Last night I watched a DVD of Jessica Lange in her tempestuous rages in Blue Sky. Today I am separating my consciousness from my mindbuzz and feelingbuzz, as though all that activity were like living with Lange’s outbursts. If I were living with her instead of myself, I would be acknowledging her presence, surrendering to her drama as something to be lived with, but also knowing clearly that what she says and feels has no present reality and that I am not her. She must do her thing, and I don’t have to take it personally. In the deepest place where I live Lange’s moods and confusions have nothing to do with me. Nor do my own.

It’s Elsa, the mother of my friend Joan, who has been the catalyst for my restless mind, and who has provided this opportunity to observe my reactions.

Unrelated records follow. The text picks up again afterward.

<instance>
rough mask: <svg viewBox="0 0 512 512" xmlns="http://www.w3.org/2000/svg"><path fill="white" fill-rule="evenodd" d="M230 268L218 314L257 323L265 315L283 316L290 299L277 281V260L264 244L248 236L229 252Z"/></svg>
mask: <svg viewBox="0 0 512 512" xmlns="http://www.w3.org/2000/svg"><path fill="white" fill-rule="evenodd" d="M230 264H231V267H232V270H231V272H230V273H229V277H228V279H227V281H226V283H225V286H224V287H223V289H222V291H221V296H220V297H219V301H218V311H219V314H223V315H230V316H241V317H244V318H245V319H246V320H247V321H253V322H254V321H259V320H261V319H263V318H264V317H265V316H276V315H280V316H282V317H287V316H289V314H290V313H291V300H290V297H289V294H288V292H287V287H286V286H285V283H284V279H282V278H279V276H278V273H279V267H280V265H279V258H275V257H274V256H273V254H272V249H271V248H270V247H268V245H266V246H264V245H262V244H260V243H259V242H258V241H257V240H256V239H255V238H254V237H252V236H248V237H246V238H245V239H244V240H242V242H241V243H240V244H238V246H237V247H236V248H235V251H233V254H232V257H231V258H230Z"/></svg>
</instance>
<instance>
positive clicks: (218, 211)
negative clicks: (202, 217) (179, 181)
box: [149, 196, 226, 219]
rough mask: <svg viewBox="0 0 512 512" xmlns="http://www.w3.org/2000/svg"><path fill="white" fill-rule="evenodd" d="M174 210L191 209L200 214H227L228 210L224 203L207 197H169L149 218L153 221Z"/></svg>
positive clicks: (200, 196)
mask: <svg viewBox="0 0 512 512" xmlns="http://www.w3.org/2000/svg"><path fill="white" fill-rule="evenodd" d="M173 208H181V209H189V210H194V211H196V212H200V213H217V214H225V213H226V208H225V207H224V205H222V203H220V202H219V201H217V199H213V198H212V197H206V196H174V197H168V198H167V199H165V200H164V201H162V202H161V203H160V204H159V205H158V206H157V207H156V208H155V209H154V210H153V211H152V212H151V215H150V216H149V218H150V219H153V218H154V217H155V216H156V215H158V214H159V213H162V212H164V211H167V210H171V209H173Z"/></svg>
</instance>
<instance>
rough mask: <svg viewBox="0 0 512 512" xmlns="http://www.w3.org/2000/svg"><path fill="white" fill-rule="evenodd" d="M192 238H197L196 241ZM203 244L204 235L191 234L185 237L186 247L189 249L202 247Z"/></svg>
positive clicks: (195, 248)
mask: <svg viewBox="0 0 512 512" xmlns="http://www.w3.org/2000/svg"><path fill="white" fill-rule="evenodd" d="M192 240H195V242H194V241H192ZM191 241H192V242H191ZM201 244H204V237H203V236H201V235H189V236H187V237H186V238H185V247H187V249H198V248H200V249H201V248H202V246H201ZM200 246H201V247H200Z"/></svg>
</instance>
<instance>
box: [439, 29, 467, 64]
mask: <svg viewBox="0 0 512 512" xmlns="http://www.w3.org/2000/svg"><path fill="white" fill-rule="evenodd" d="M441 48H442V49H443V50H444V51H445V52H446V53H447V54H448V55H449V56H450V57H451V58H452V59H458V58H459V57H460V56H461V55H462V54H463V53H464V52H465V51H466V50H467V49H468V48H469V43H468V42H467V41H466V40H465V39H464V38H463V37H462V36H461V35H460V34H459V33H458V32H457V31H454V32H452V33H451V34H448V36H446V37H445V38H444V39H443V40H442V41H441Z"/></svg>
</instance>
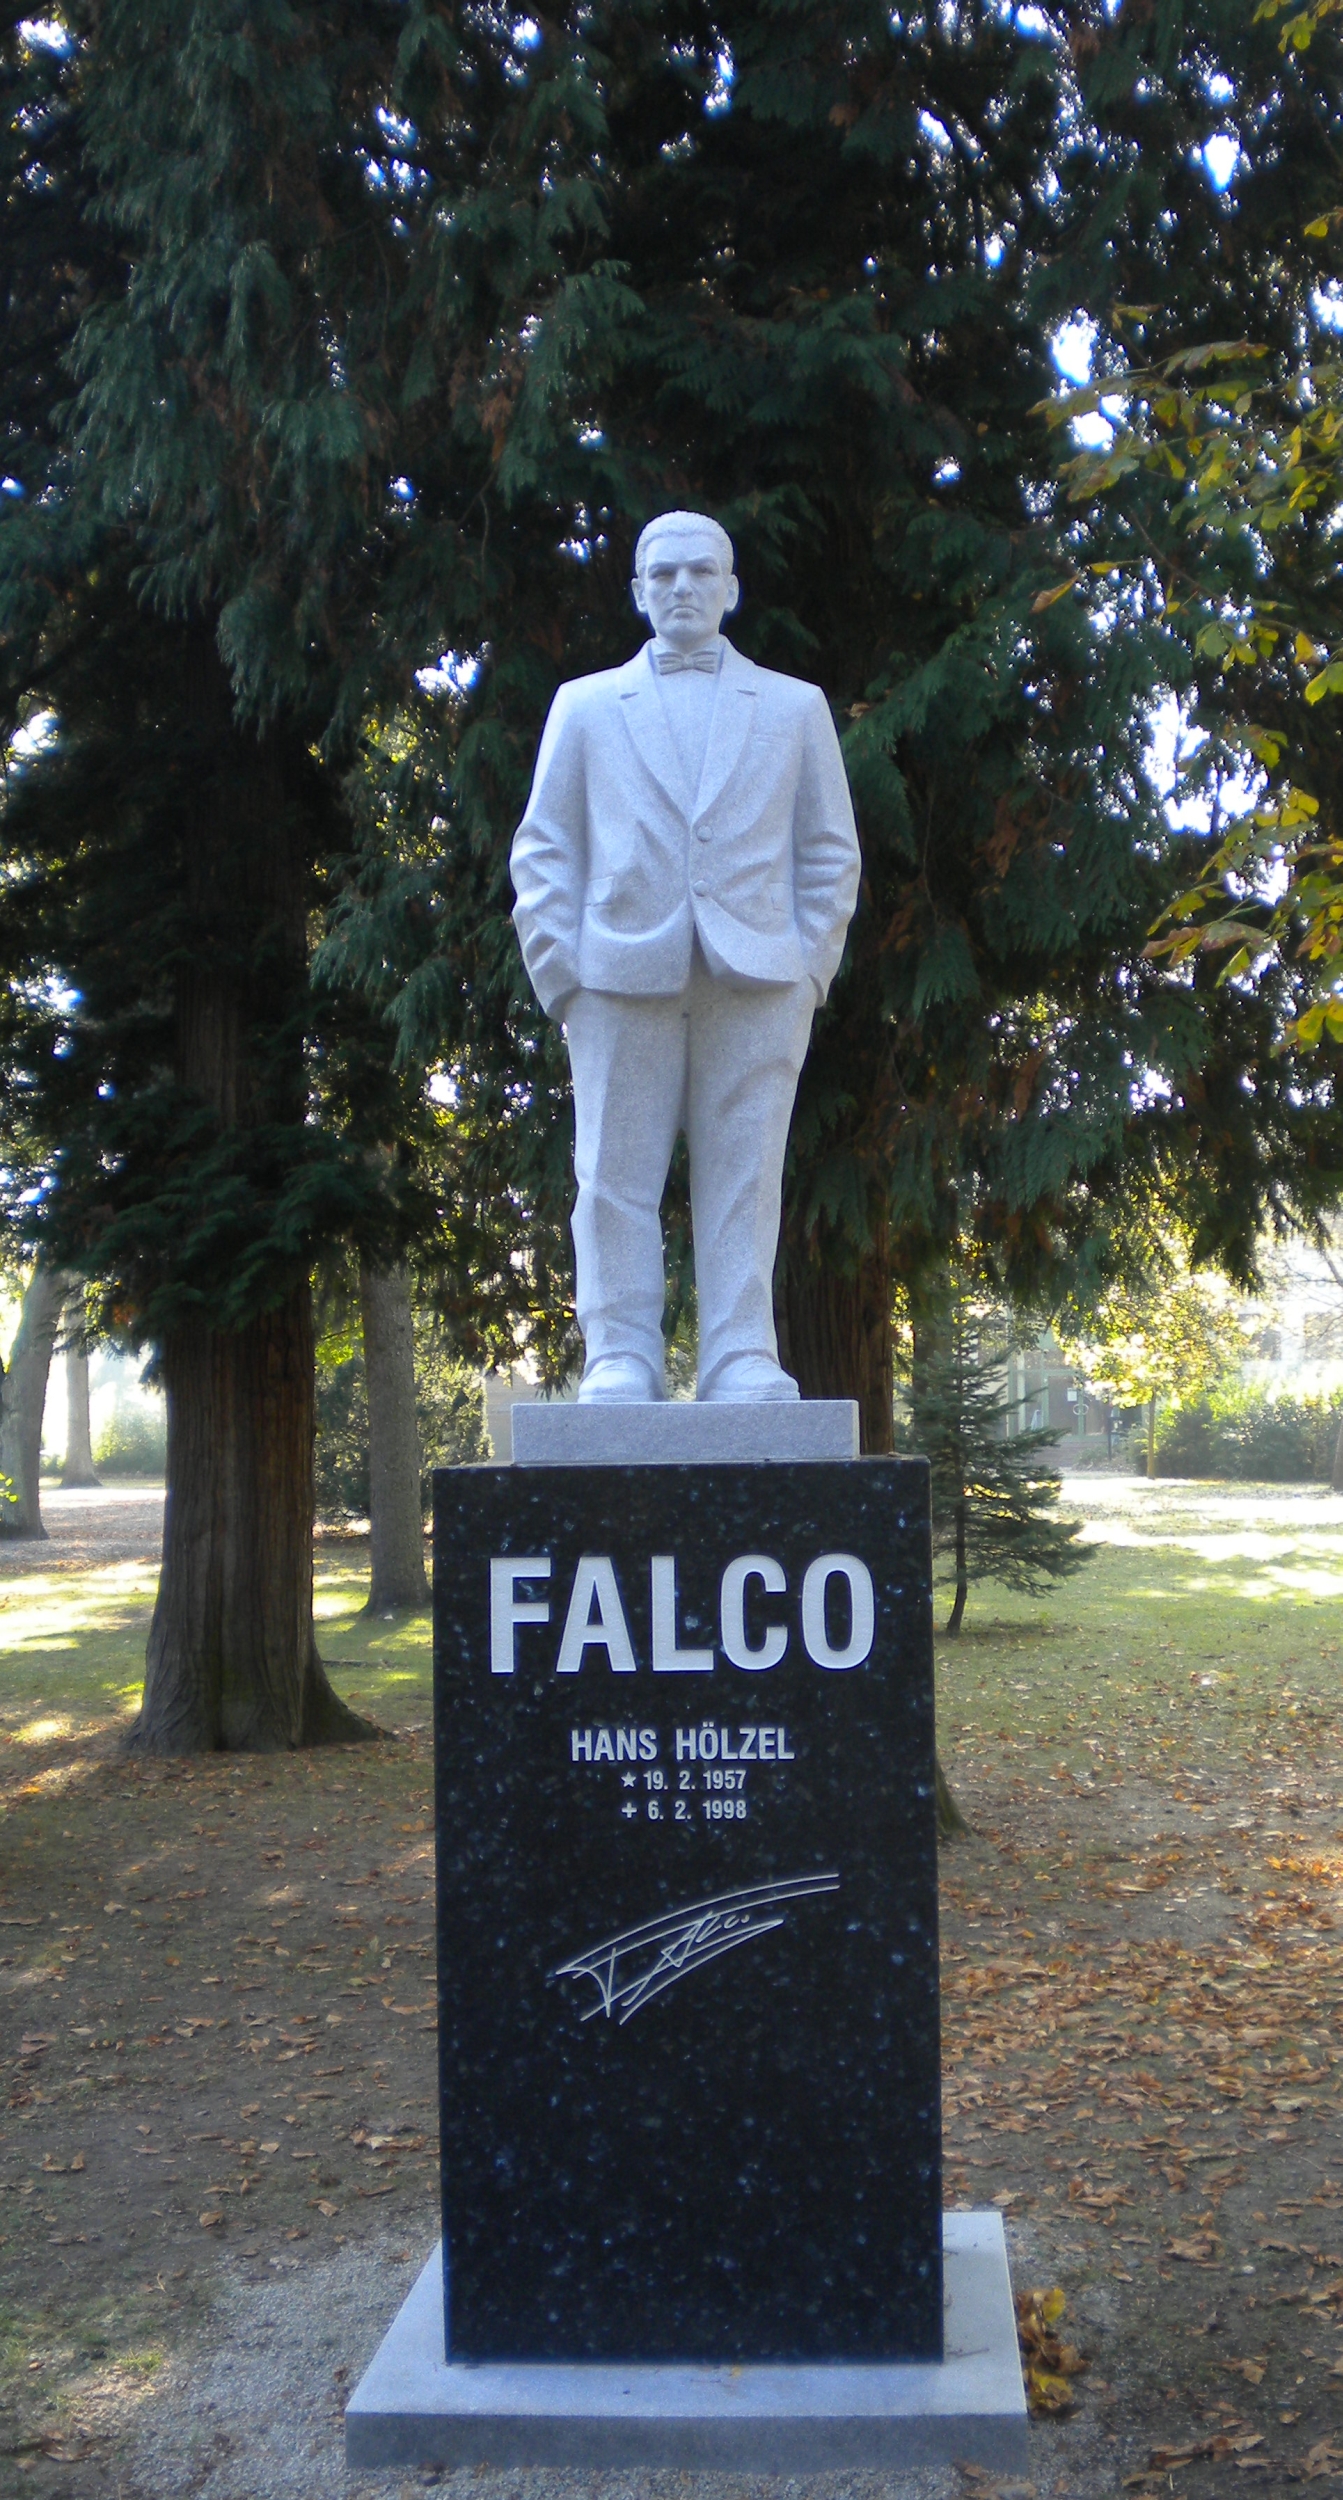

Before I left town, Sande and I talked about the odd pleasure—almost fun—of bringing awareness to moments of intensely unpleasant emotions, such as the feelings that have arisen in me around Elsa. She has triggered Little Cynthia’s sister and mother, and so is the one person I’m aware of these days whom I cannot see as part of the novel I’m reading (see March 10). I have been almost stunned by the sharp power of my own meanness, my vicious desire to harm. They are feelings that when triggered—though they pop up rarely and are usually very brief—cause me great pain. At the same time my awareness has brought me an odd pleasure. As though it is I who is the character in my novel—that is, the hateful part of me. As in a novel, she is not to be condemned and thrust out, she is interesting, her unusual behavior interesting. As I watch her unfold, I wonder: what’s going on with her? what will happen next? will she fade away or will her part be important? what role does she play in the novel’s theme?

So this practicing with monkey mind, with my evil twin as she pops up, is allowing me to sharpen the tools of my awareness.

April 12, 2010
When I came home, I had a dream. I was cleaning out objects under a table that were covered with heavy dust. Then I stood up, and saw a large knife lying on a table. I picked it up, with no apprehension, and thought, “I can give this to the yard sale.”

The objects under the table represent the knowledge I suppressed for so long about the cruelty of my sister and the indifference of my mother, knowledge I have only recently dusted off. The knife is the “sharp power of my own meanness” towards Elsa, which I no longer need to hold onto now that I have dusted off the underlying reality.

By the time of my dream, I had experienced a full letting-go of the emotions around Elsa. I never before appreciated the Buddha’s use of the word fabrications. “Fabrication” felt like the exact word for my stories around Elsa, my anger and desire to harm, my building a case against her, and that seemed the right description even if I were “correct” in the outlines of her self-absorption, her indifference to her daughter Joan’s value or welfare. It’s as if something had grown and grown inside of me, and then was exposed to be a balloon, easily punctured.